The narrative up to this point was pretty simple:
In the 2010 race, Doheny’s candidacy was derailed by Conservative Doug Hoffman and he still came within a hair’s breadth of toppling Owens. In a Republican-leaning region like the North Country, surely Doheny would prevail if given a one-on-one shot.
But the numbers out today tell a very different story. Doheny isn’t just trailing by 13 points in the overall “horse race” numbers. He’s also getting battered on nearly all the issues, and his support among Republican voters is astonishingly anemic.
A third of GOP voters in the North Country told Siena they’re pretty comfortable with Owens being re-elected. Only 60% say they’re supporting Doheny. The candidate’s favorability with rank and file Republicans is just 52%.
(Owens, meanwhile, has a favorability among Republicans that’s remarkably high, at 32%.)
Doheny spokesman Jude Seymour is arguing that the numbers are skewed by the fact that the poll was conducted, in part, while the Democratic National Convention was underway.
Seymour also notes that Republican Chris Gibson was trailing Democrat Scott Murphy in the old NY 20th district race at this point in 2010 by an even wider margin, yet Gibson surged to a decisive win.
But there’s a difference here: Doheny, unlike Gibson, isn’t a fresh face on the political scene. In September 2010, Gibson — a former Army officer — was just introducing himself to voters.
Doheny, by contrast, been a fixture in the North Country for a very long time now, working to garner support from Republican and Conservative committees across the region, campaigning aggressively in 2010.
And the simple fact is that, so far, even at this late date, his own party’s voters aren’t sold.
Part of the problem may be Doheny’s bitter contest with Hoffman in 2010. That fierce primary battle may have permanently alienated some tea party folks.
But there are also signs that some moderate Republicans haven’t caught the Doheny bug, symbolized by the cross-party endorsement of Owens by veteran North Country Republican assemblywoman Teresa Sayward.
Doheny also appears to have a real problem with women voters. Bill Owens holds a respectable 51-19% rating among women, with women viewing him more positively than negatively by a two-to-one margin.
Doheny, meanwhile, is viewed positively by just 33% of women, compared with 29% who view him unfavorably.
All of these factors give Doheny very little room to maneuver.

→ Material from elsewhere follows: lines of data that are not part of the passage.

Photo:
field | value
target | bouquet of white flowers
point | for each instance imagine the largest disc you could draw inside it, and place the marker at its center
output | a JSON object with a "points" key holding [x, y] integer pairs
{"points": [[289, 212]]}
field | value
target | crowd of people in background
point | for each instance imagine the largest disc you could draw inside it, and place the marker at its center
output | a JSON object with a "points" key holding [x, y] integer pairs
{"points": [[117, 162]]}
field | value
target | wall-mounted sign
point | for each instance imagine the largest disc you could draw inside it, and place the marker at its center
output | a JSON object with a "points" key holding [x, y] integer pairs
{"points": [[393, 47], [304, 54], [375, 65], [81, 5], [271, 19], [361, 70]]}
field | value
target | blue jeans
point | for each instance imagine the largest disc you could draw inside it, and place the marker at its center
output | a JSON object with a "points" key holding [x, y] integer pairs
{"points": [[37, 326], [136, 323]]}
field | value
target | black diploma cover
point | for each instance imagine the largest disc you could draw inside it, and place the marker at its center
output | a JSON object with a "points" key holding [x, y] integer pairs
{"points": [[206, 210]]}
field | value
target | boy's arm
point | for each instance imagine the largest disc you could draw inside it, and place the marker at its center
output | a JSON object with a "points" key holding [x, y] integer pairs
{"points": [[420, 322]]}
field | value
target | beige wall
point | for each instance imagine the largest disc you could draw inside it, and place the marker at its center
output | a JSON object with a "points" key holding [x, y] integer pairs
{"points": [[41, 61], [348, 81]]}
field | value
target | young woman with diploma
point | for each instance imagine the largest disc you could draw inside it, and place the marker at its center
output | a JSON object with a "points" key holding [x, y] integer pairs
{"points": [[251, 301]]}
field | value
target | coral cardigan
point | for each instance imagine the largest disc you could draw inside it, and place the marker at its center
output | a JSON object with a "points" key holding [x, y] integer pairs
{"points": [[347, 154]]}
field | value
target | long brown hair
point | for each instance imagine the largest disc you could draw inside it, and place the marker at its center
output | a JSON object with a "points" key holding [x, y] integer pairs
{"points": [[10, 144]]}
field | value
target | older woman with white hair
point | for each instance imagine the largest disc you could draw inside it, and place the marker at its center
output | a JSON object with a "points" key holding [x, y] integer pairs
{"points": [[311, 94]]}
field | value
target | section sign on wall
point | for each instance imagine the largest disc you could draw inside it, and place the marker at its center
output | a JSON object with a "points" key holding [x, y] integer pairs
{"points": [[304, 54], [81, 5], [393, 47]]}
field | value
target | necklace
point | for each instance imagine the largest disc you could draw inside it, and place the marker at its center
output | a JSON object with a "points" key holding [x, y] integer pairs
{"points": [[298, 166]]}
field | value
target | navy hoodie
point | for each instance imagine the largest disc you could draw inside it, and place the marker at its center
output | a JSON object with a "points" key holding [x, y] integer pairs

And the bald truth is that he’s a different, less nimble candidate than Chris Gibson, who proved to be a natural on the stump, with a compelling back story.
There’s also the fact that Gibson won during the 2010 surge year for Republicans. Siena’s survey shows no similar groundswell for Republican or conservative issues in the North Country. On the contrary. Barack Obama is out-polling Mitt Romney.
Still, the Republican camp is correct that this is far from over. We’ll see in the coming days whether Doheny can find a message, and a trajectory for his campaign, that will begin to nibble away at Owens’ many advantages.
My sense is that Doheny will need something new, something big to shake up this race. The clock is ticking.